Conservative campaign platform - image

MISSISSAUGA, Ont. – Prime Minister Stephen Harper unveiled a $6.6-billion campaign platform today that pledges to eliminate the deficit a year earlier than scheduled by cutting government spending.

But the Conservatives don’t say exactly what would get chopped to save the billions of dollars they need to return Canada’s books to black by 2014-15.

The most expensive promise is $2.5 billion for income splitting, which involves shifting income from a higher-income spouse to a lower-income spouse to reduce the overall tax paid by a couple. The Tories announced it this week, along with a slew of other measures that also won’t come into effect until the budget balances.

The platform also includes $2.2 billion to compensate Quebec for harmonizing the GST and PST. That money would flow over the next two years – after a compensation deal is reached with the province.

The "Here for Canada" plan focuses on five priorities: creating jobs, supporting families, eliminating the deficit, getting tough on crime, and investing in the North.

It includes bedrock Tory policies, like eliminating per-vote subsides and promises of Senate reform.
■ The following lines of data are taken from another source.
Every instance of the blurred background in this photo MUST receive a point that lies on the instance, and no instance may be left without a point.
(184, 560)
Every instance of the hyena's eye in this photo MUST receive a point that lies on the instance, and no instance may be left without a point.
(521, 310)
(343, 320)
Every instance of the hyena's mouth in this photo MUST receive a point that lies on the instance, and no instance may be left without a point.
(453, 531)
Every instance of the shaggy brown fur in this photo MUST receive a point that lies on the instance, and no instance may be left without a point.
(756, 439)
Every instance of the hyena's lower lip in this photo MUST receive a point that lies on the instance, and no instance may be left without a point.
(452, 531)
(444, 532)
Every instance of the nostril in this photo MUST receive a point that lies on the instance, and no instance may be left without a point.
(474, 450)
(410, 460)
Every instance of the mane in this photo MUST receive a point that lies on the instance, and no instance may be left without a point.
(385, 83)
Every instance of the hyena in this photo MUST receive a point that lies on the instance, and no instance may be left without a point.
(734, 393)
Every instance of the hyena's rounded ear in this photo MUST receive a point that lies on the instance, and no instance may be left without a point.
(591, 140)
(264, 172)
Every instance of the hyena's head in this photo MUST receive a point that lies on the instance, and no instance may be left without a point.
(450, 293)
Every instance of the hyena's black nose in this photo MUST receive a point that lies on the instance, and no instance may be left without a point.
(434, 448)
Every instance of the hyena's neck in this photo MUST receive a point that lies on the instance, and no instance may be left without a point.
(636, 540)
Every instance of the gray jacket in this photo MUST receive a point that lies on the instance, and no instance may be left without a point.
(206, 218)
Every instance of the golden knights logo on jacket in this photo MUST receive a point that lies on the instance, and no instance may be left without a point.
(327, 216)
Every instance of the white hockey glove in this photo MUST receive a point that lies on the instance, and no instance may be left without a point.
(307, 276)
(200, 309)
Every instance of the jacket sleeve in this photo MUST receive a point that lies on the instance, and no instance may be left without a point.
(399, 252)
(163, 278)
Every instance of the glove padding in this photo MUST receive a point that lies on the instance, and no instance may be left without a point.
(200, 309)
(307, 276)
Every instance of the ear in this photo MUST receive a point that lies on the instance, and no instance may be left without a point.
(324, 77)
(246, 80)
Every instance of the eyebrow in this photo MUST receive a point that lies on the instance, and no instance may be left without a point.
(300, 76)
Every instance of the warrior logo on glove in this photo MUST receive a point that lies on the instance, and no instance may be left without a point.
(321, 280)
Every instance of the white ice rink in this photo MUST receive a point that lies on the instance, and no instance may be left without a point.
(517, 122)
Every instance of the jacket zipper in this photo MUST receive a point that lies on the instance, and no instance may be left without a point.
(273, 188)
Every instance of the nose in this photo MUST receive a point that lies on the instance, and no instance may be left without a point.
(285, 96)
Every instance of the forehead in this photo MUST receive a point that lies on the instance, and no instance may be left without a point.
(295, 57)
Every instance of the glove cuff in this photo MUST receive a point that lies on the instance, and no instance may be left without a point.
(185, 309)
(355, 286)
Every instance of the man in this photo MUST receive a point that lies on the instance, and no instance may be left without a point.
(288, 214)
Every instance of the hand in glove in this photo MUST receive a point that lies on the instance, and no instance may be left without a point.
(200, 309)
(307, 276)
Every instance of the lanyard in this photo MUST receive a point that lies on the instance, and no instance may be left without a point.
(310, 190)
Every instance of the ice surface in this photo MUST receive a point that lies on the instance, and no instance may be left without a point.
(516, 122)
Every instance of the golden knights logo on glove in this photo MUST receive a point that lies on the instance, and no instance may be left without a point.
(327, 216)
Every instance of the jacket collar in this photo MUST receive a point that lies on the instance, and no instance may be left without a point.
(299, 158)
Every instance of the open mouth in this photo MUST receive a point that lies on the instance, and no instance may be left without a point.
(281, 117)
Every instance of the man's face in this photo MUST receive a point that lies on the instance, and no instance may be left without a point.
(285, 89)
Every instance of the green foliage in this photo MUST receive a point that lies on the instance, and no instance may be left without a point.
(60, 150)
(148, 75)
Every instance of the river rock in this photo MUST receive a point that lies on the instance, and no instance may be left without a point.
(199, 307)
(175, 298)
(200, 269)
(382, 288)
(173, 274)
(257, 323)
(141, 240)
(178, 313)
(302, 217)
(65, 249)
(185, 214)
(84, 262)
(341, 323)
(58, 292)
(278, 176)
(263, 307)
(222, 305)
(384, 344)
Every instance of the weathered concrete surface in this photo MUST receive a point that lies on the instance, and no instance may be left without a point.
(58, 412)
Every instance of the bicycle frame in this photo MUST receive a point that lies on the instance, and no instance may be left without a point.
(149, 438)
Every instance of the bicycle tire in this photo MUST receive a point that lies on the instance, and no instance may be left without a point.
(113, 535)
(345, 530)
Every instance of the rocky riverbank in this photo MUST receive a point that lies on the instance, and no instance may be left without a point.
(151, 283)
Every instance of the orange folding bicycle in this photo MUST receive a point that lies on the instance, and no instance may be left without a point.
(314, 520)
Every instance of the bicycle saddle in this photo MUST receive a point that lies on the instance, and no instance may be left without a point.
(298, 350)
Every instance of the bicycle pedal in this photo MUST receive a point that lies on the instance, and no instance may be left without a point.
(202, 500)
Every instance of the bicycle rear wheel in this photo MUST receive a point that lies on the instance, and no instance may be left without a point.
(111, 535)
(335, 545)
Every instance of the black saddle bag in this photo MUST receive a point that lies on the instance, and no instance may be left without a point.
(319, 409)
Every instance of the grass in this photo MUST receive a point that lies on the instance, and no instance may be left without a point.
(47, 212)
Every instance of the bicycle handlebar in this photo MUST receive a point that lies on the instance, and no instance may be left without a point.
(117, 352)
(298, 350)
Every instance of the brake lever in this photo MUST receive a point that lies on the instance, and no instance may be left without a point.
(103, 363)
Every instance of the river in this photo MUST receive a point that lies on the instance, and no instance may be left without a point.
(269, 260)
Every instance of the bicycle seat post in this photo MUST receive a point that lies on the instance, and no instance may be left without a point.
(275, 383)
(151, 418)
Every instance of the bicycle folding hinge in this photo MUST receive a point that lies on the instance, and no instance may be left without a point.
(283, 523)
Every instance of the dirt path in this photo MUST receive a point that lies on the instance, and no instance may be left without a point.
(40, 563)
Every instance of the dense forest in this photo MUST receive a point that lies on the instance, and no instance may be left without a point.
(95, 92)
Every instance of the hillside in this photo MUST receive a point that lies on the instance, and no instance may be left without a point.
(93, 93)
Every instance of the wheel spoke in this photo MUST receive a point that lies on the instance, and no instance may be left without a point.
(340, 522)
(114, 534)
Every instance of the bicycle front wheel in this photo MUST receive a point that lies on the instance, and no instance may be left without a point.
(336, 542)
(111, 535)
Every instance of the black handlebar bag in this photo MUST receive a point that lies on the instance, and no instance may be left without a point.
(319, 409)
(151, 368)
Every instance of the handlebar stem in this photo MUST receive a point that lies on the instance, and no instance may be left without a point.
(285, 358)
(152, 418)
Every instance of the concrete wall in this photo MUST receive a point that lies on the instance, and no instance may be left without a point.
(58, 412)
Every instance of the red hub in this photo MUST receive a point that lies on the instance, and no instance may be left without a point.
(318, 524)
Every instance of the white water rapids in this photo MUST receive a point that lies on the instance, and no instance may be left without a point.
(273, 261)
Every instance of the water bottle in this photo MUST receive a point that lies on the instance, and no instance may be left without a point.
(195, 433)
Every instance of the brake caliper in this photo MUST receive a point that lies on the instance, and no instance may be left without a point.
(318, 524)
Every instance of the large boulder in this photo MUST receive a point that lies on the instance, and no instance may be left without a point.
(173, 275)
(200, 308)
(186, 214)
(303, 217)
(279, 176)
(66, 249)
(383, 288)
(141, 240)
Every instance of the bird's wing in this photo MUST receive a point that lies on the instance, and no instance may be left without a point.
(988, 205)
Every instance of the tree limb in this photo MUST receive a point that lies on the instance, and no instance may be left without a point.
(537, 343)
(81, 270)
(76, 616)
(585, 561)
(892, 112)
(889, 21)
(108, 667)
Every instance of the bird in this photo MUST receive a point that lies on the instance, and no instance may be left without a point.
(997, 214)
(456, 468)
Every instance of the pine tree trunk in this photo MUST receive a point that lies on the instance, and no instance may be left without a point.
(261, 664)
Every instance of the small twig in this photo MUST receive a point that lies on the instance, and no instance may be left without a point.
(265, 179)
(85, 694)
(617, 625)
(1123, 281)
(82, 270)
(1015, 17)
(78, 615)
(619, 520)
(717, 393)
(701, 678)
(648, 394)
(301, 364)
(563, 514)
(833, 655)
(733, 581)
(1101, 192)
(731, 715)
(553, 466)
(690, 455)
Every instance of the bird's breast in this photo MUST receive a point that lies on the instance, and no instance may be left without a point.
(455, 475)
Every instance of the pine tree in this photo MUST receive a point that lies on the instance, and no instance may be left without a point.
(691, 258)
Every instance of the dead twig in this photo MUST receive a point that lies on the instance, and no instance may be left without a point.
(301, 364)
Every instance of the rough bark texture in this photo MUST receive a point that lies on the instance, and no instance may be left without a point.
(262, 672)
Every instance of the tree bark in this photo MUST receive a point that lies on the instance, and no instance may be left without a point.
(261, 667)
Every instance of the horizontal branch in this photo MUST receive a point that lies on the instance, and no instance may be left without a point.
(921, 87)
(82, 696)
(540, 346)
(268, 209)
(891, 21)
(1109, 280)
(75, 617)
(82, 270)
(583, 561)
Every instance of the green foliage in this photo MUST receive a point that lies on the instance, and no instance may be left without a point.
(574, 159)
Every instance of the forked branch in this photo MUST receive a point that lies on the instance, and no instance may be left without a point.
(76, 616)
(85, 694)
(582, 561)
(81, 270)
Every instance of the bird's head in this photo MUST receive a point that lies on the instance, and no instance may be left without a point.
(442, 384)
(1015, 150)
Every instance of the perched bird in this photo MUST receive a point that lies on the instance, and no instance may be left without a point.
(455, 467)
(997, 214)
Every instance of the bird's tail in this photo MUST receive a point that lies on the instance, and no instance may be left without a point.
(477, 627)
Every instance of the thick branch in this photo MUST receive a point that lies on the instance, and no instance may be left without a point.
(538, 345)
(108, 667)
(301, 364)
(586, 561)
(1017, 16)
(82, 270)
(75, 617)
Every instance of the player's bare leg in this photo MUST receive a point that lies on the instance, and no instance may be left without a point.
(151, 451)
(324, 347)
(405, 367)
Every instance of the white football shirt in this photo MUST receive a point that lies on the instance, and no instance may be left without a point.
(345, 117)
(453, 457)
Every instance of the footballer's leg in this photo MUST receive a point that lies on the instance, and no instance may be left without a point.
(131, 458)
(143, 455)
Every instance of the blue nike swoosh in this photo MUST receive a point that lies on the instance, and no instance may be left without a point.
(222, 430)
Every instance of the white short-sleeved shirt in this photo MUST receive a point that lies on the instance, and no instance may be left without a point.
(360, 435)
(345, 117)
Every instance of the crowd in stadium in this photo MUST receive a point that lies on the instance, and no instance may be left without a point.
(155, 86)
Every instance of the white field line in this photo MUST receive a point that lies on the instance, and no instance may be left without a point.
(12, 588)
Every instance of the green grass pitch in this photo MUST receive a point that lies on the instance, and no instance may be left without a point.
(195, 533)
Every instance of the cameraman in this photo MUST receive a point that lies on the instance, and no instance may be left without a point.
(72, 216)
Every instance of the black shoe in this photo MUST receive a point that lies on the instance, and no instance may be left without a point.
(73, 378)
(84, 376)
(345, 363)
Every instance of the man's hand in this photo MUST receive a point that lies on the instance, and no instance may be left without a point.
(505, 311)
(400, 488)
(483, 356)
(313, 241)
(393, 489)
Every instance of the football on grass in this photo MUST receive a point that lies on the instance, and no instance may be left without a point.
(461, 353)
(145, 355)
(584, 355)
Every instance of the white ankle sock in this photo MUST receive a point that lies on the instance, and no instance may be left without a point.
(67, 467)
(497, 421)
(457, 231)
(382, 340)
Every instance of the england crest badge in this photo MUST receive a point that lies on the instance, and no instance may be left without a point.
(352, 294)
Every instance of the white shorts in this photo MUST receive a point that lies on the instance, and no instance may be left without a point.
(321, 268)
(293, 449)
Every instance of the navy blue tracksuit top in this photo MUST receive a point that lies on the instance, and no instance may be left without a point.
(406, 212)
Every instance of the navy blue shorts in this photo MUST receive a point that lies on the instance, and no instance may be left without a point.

There’s also a promise to put defibrillators in arenas across the country.

Some of the new initiatives proposed include a national counter-terrorism strategy and the creation of an office of religious freedom within the Department of Foreign Affairs.

The office, which would cost $20 million over four years, would monitor and promote religious freedom as a key objective of Canadian foreign policy, the platform said.

"This is the map for the road ahead, not a scrapbook of a journey we have taken," Harper told several hundred supporters at a launch event.

"Or, perhaps more accurately when I speak of the other side – not a brochure of all the places they promised they’d take us but never did because they couldn’t really afford it."

The platform borrows heavily from the ill-fated federal budget and pledges to bundle a number of crime bills into an omnibus piece of legislation that the party would pass within the first 100 days of Parliament.

Harper said the spending cuts required to lift the country out of deficit spending won’t hurt programs: "We’re going to be able to find that two, three per cent of government spending that we need to find to get the fat out."

One example he cited was consolidating the government’s computer system.

Liberal Leader Michael Ignatieff was in Hamilton today promising continued funding for health care beyond 2014.

Ignatieff sent an "open letter" to Canadians pledging to extend six per cent funding increases after the current health-care agreement with the provinces expires.

"The provinces are coping with budgetary deficits and spiralling health care costs," Ignatieff said.

"It is critical that a new federal government commits to investing in health care beyond 2014, so that provinces can get on with the job of reforming our health care system."

The Tories have also committed to extending the funding increases.

Jack Layton released the NDP’s defence platform in Esquimalt, B.C. – home to Canada’s Pacific fleet – making replacement of the navy’s aging supply ships the top priority.

The NDP leader said all navy ships would be built in Canada, creating thousands of jobs and pouring billions of dollars into the economy.

He also said he would review the purchase of the F-35 stealth fighter and possibly put the CF-18 replacement out to open tender.

Green Leader Elizabeth May, who released her party platform Thursday, is making a whistle-stop train trip from Toronto to Montreal today.

Harper released his platform flanked on stage by 12 people billed as "average Canadians" who are benefiting from party policies. However, one was listed online as the volunteer chair for Tory MP Paul Calandar’s re-election campaign. Another owns a factory Harper visited this week.

People who want to attend Conservative rallies are required to pre-register and, in several high-profile incidents, some have been barred because they were suspected of links to rival groups or parties.

The platform launch marks Harper’s third straight day in the greater Toronto area, where the Tories hope to pick up seats from the Liberals.

Harper has been bogged down by several days of controversy. He finally apologized Thursday to people who were earlier barred from some of his campaign events. His handlers allowed some people into his Hamilton rally Thursday even though they hadn’t gone through the normal Conservative pre-registration process.

Ignatieff had to do some firefighting of his own Thursday after one of his Alberta candidates made what the leader called "utterly, totally unacceptable" remarks about sexual assault during a radio interview.

The candidate, former judge John Reilly, apologized completely and was retained by the leader, but the Tories leaped on the comments to brand the Liberals, once again, as soft on crime.